There was no time to spare when Day got cute. Or ultra-conservative. Or dumb. Maybe gutless?

It’s hard to properly quantify — even though Day and Stroud said afterward that they liked the call and wouldn’t change it.

And the fact he did get cute/conservative/dumb/gutless is incomprehensible given how he had called this entire game. It was completely incongruent with the rest of Day’s night.

Day turns to night

Day twice elected to go for it on 4th down inside his own 35. And both worked — just not in the stat book.

A wonderfully designed Stroud run for 8 yards on a second quarter 4th-and-1 was wiped out by an illegal motion call.

The player who committed that penalty, Joe Rossi, appeared to have a moment of redemption when he picked up the first down on a beautiful fake punt in the 4th quarter. With a first down there, the Buckeyes had a shot to score again to put the game to bed.

But that did not count, either. Georgia coach Kirby Smart saw the Dawgs weren’t aligned properly and called a timeout an eyelash before the ball was snapped. Ohio State had to settle for a disappointing punt.
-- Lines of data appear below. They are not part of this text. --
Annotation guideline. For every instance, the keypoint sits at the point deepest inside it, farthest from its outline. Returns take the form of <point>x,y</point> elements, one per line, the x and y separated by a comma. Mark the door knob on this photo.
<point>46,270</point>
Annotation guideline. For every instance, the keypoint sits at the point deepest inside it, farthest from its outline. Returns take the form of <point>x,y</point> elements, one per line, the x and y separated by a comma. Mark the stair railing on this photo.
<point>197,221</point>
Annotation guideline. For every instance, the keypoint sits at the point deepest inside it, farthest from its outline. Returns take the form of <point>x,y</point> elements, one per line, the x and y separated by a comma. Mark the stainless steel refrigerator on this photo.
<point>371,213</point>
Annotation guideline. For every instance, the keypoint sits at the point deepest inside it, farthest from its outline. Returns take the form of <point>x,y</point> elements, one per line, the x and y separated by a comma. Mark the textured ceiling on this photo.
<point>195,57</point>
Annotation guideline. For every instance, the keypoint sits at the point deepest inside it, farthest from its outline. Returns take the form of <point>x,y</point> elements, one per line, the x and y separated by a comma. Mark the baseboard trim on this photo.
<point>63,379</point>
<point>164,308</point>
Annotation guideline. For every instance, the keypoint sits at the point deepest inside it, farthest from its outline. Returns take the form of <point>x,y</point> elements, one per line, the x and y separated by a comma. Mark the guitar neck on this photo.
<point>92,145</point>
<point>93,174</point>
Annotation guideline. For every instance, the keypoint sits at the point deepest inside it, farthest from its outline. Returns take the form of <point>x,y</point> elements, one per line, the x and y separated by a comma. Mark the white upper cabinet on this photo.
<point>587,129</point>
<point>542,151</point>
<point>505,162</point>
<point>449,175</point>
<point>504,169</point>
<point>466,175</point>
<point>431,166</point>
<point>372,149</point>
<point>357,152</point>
Even though neither 4th-down play counted, the decisions to go for it perfectly summed up the swagger the Buckeyes played with all night. After having their toughness questioned for more than a month following their blowout loss to Michigan, the Bucks brought the physicality to Georgia.

And Day, who was called out for a couple curious decisions to punt on the Michigan side of the 50, threw caution to the wind against Georgia. It was delightful to watch a guy who shouldered so much criticism shoving it back in everyone’s faces.

Until it turned out the critics were right all along. When Ohio State needed to keep pushing the envelope — or at least pushing the ball downfield — Day turtled and played for the field goal.

Nobody will remember the reason Ohio State was in position to win this game, which was Day’s play calling combined with the performance of Stroud’s career.

They’ll remember the reason Ohio State lost this game. It was when Day took the ball out of Stroud’s hands in the best game of the quarterback’s career.

It’s a shame when the final 24 seconds can override the 59:36 before it.

But that’s the College Football Playoff. Every second counts. Ohio State needed a full 60 minutes of good decisions from its head coach.

The Buckeyes didn’t get it. Fittingly, their clock struck midnight — at midnight.